Confidences coquines d’Alice : l’étalon qui m’a fouettée dans les bois

Je suis là, plaquée contre le tronc rugueux d’un vieux chêne, mes seins écrasés sur l’écorce qui gratte juste ce qu’il faut. L’air sent la terre humide et les herbes folles, un vent léger caresse mes cuisses nues. Ma jupe relevée sur les hanches, fesses à l’air, je tends le cul en attendant. Mon cœur bat fort, excitation mêlée d’appréhension. Derrière moi, Alexis s’agite, je l’entends ramasser des branches, des herbes…

« Prête, ma douce ? » murmure-t-il, voix rauque, chaude comme son souffle dans mon cou.

La rencontre magique au square

« Oui… vas-y, fouette-moi fort… » Je gémis, déjà trempée, mon sexe qui palpite.

Le premier coup claque, une torsade d’herbes souples zèbre mes fesses. Chaleur immédiate, picotement qui monte, comme un feu qui s’allume. Je halète, l’odeur de sève me monte à la tête. Un autre… claqué ! Plus fort, mes chairs tremblent, rougeur qui irradie jusqu’à mon ventre. « Oh putain… continue ! » Je pousse mes fesses en arrière, suppliante.

Il grogne, excité : « T’es une salope insatiable, Alice… Regarde comme t’es rouge… » Ses doigts effleurent les marques, doux puis pincement vif. Je mouille encore plus, jus qui coule le long de mes jambes. Bruits de la forêt : oiseaux, feuilles qui frissent, mon souffle court qui sature tout.
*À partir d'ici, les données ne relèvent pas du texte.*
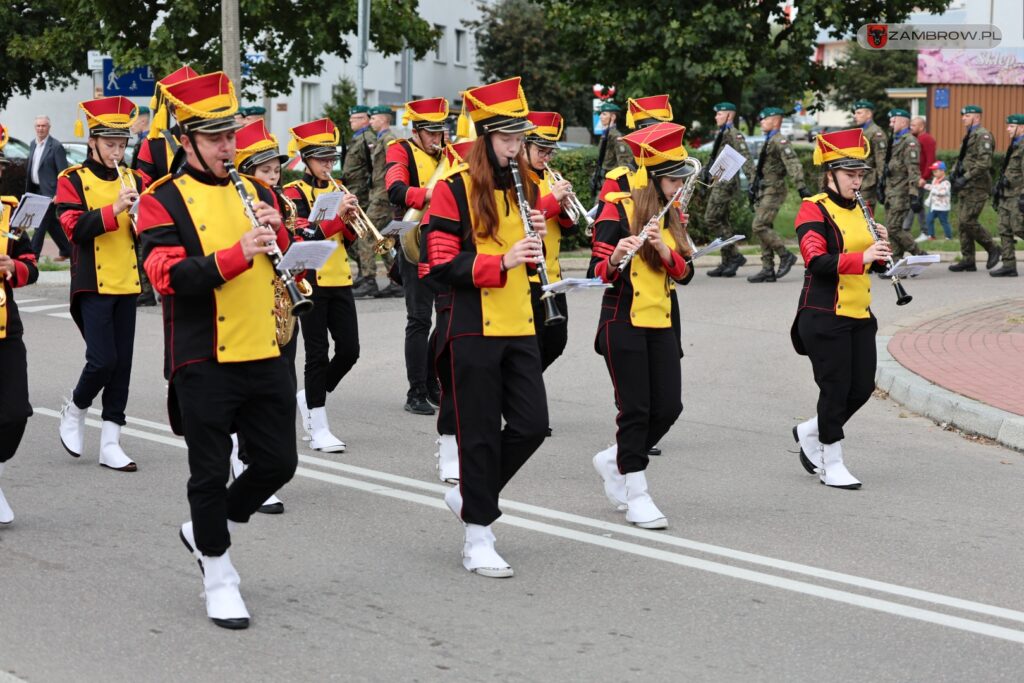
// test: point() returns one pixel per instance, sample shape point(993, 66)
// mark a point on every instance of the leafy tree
point(702, 51)
point(514, 38)
point(44, 42)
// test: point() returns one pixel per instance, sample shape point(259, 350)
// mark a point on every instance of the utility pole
point(361, 47)
point(230, 42)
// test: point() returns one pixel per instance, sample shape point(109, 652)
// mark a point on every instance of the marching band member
point(635, 333)
point(475, 247)
point(17, 268)
point(334, 309)
point(93, 203)
point(542, 143)
point(209, 260)
point(259, 157)
point(412, 164)
point(835, 327)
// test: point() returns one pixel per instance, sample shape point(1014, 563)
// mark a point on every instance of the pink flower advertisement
point(996, 67)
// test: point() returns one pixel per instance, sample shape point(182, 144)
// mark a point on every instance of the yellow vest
point(116, 262)
point(337, 271)
point(854, 292)
point(246, 328)
point(507, 311)
point(651, 305)
point(552, 241)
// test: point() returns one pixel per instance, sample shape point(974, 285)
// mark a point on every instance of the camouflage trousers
point(971, 205)
point(717, 219)
point(764, 218)
point(1011, 227)
point(899, 239)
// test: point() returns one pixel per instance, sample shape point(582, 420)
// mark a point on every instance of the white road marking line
point(36, 309)
point(653, 553)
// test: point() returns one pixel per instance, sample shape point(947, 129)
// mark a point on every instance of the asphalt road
point(764, 574)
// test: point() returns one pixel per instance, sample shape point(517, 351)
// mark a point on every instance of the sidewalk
point(964, 368)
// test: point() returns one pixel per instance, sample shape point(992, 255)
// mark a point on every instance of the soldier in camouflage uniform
point(901, 177)
point(722, 194)
point(863, 116)
point(768, 193)
point(357, 176)
point(1009, 197)
point(972, 183)
point(380, 210)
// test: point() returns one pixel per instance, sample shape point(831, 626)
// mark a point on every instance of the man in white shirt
point(46, 160)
Retour en arrière, une semaine plus tôt. On s’est rencontrés au square, après l’annonce que j’ai balancée à Victorine. « Femme douce, aime chevaucher un étalon grand et costaud… » Lui, Alexis, pile dans mes rêves : grand, musclé, sourire carnassier. Au bassin, il ramasse mes pièces tombées, me frôle : « Magnifiques jambes… délicates comme le reste. » Je bafouille, jambes molles. Il m’embrasse, langues qui dansent, goût sucré de sa salive, corps plaqué au mien, sa queue déjà dure contre mon ventre.

La passion débridée en pleine nature

« J’ai envie de te posséder… » souffle-t-il. On s’embrasse comme des fous, ses mains partout, pétrissant mes seins sous le T-shirt.

Ce soir-là, chez moi, dîner tendu. Je le taquine sous la table avec mes pieds, sentant sa bite gonfler, chaude, veinée sous mes orteils. Il craque, me plaque au mur : « T’en peux plus, hein ? » Bouche vorace sur mon cou, odeur de son parfum musqué qui m’enivre. Dans la chambre, il me déshabille, langue sur mes tétons durs, mordillements qui envoient des décharges directes à mon clito.

« À genoux… » ordonne-t-il. Je l’avale, sa queue épaisse qui emplit ma bouche, goût salé de pré-cum, bruits de succion obscènes. Il me bouffe ensuite, langue qui fouille mon sexe trempé, odeur de ma mouille qui embaume la pièce. Je jouis en hurlant, spasmes violents, cuisses qui tremblent. Puis il me pénètre, raide, puissant : « T’es si serrée… » Va-et-vient lents puis bestiaux, claquements de peaux, sueur qui perle, son grognement dans mon oreille. Je griffe son dos, orgasme qui me démonte, giclée chaude en moi.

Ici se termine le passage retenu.